Pero está escrito por un autor de ciencia ficción, probablemente el más original y más personal de todos, pero que en todo caso ha aceptado ciertas convenciones literarias, ciertos standards norteamericanos, ciertos límites comerciales —que se han hecho carne de su carne— y todo eso se percibe. Y en este libro (que no es ciencia ficción: son historias, a veces originales, pero que pueden sucederle a cualquier muchacho norteamericano) esas convenciones contrastan con todo el resto, hacen un chirrido que te pone los pelos de punta, y te hacen olvidar el verano para ponerte ante los ojos un número de Harper’s Bazaar. Quizá soy patológicamente sensible a esas cosas, y por cautela convendría que se lo hicieras leer a otro. En lo que a mí respecta, me veo obligado a decirte que no (pero bastaría con que uno o dos de los cuentos tuvieran algún elemento de ciencia ficción, y todo el libro funcionaría bien). Lástima. Le malheur de n’être pas highbrow.

 

2 de junio de 1960

 

 

 

 

Gombrowicz, Ferdydurke. Dos palabras sobre Ferdydurke, a toda velocidad. Ya sabes de qué trata, no tengo que contarte la historia, solo quieres mi opinión.

¡¡¡Diría que sí, absolutamente!!!

Me divertí como loco; es uno de los aliados más honestos que podemos tener en la verdadera revolución contra el amor, el arte, los principios inmortales y todas las tonterías de siempre.

En las primeras páginas tuve que superar una cierta sospecha: el humorismo estudiantil, provinciano, prefabricado. Pero hay también algo hipercomplejo aun en la ingenuidad, de inasible en lo obvio, de refinadísimo en lo mecánico que verdaderamente me cautivó. Cómo me arrastró el brío y (con algunas reservas menores) la lógica interna del relato. Gombrowicz es (aunque con premisas muy distintas) de la raza de Jarry.

Los primeros dos tercios fluyen que da gusto. Luego parece perder impulso, o más bien lo pierde de verdad (y se percibe un poco no la mala conciencia, sino el malestar de Gombrowicz el Gran Liquidador, burlón y ex gran señor polaco, frente al Gombrowicz iluminista y “justo”), pero se recupera bastante rápido, deja a amos y criados matándose a garrotazos entre  ellos, unos más lastimados que otros, y entonces empieza la gran historia de amor final que es la declaración del fracaso definitivo de todas las monjas y monjes portugueses de este mundo.

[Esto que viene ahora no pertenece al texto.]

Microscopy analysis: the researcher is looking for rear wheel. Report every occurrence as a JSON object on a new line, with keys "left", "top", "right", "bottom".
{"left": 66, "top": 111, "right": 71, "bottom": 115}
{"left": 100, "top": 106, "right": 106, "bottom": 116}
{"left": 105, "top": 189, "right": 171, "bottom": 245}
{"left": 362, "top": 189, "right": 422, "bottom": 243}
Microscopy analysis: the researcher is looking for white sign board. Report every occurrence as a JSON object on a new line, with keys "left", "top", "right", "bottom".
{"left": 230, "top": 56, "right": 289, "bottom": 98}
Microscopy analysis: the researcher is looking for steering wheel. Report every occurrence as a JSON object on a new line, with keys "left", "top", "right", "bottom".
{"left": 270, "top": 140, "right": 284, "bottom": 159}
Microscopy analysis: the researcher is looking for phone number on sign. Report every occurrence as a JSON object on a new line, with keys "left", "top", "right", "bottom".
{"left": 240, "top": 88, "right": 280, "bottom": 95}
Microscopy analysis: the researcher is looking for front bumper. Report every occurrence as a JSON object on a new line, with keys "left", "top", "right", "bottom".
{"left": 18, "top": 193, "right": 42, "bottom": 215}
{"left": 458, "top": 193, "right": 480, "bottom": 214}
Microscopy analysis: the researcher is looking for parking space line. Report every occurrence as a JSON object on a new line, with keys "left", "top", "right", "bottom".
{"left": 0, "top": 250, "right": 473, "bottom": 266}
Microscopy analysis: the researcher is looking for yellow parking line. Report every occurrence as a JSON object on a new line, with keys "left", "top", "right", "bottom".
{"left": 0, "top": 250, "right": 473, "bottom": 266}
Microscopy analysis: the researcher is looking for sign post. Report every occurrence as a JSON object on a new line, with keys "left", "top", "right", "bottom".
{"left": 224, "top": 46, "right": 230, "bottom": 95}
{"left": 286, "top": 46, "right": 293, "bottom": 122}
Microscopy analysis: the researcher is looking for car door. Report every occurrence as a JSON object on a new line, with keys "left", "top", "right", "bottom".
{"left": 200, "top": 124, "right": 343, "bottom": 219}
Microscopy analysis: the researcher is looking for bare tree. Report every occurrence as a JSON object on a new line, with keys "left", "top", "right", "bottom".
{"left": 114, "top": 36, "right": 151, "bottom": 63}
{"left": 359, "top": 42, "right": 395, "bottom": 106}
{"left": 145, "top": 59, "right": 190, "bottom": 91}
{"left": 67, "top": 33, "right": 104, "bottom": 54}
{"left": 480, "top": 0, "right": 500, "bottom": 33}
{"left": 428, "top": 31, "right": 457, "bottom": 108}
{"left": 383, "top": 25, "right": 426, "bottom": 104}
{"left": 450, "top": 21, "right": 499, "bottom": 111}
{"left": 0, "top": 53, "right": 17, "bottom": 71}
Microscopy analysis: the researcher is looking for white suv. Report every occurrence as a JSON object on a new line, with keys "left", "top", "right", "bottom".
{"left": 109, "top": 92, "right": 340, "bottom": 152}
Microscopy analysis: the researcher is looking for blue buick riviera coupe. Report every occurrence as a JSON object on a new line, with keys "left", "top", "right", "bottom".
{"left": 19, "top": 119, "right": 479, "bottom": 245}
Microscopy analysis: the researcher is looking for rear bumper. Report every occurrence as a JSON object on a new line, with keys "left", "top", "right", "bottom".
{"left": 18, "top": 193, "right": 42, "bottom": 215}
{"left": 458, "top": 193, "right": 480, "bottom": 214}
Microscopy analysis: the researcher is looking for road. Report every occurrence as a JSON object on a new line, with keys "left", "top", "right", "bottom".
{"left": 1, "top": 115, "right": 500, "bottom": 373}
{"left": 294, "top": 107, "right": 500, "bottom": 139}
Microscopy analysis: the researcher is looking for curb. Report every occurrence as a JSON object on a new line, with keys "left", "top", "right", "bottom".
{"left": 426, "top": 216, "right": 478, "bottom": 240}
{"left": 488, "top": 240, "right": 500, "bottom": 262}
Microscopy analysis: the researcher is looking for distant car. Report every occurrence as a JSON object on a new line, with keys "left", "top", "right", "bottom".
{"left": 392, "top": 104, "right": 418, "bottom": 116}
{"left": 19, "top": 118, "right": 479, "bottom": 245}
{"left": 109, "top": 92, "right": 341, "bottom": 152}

(Alguna vez dije que solo conozco dos historias de amor en la literatura de este siglo: la de Ulrich y su hermana, de Musil; y la de Marie du Port y el jefe, de Simenon. Me parece —pero esperemos a que termine esta primera fase de encandilamiento— que también incluiré a la deliberadamente antiabelardoheloisiana de Ferdydurke e Isabel). Es un libro verdaderamente respetable y verdaderamente sano.